Но кроме паутины с высохшими жертвами и вороньего пера ничего не попадалось.

– Хоть бери и траву жри, – пробормотал он, переворачивая ногой замшелую ветку. – Знать бы, какая съедобная.

В свете прорвавшихся лучей что-то заблестело. Краснов прищурился.

– Зрение – ни к черту! – выругался он, рассматривая шевелящихся существ.

То были мокрицы – много мокриц. Если мерить пригоршнями, то две-три наберется.

– Не-ет, – брезгливо сказал Виктор, но рука уже потянулась к еще одному подарку от леса.

Из глаз его текли слезы, плечи содрогались, но зубы нещадно раздирали насекомых – до хруста, до противного скрипа; рот его наполняла пахнущая прелостью слизь, и это «торжество вкуса» оставалось только проглотить.
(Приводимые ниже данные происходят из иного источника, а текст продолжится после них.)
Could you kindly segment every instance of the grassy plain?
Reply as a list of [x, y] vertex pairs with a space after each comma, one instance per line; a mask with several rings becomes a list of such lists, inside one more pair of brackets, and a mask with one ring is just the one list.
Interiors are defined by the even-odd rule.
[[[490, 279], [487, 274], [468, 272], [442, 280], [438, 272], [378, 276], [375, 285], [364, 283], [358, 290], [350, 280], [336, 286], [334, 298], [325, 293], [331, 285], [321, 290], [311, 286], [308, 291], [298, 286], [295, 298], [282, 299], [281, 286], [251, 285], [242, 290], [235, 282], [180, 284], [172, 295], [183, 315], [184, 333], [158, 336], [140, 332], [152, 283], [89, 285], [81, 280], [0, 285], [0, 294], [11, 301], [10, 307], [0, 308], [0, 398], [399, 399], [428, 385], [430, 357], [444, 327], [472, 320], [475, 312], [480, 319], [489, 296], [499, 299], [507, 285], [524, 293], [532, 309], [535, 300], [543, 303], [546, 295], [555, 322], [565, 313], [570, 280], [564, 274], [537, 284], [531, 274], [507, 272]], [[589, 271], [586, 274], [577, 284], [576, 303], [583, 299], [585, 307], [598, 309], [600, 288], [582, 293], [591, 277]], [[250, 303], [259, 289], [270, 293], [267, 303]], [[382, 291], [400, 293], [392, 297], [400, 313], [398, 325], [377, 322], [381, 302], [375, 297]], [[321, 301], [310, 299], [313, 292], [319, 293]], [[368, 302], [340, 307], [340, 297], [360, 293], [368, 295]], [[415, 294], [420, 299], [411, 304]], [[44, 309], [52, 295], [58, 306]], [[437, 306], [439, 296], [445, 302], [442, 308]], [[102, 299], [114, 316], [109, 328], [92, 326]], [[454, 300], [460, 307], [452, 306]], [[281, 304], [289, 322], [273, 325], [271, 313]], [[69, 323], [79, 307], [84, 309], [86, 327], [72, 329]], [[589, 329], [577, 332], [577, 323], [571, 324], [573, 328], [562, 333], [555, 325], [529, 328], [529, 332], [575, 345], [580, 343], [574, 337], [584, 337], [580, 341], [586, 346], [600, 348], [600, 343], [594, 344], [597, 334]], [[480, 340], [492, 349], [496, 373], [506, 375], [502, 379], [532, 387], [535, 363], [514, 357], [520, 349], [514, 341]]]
Виктор закашлялся. Слизь эта выбегала изо рта, из носа – возможно, из глаз его также выбегали не слезы, а внутренности несчастных мокриц. Но бо́льшая часть проталкивалась внутрь. Желудок его гудел – то ли в благодарность, то ли протестуя, то ли это и вовсе гудел не желудок, а случайно проглоченная целая мокрица. Виктору было все равно. Он просто насыщался. И именно в этот момент это было самое главное.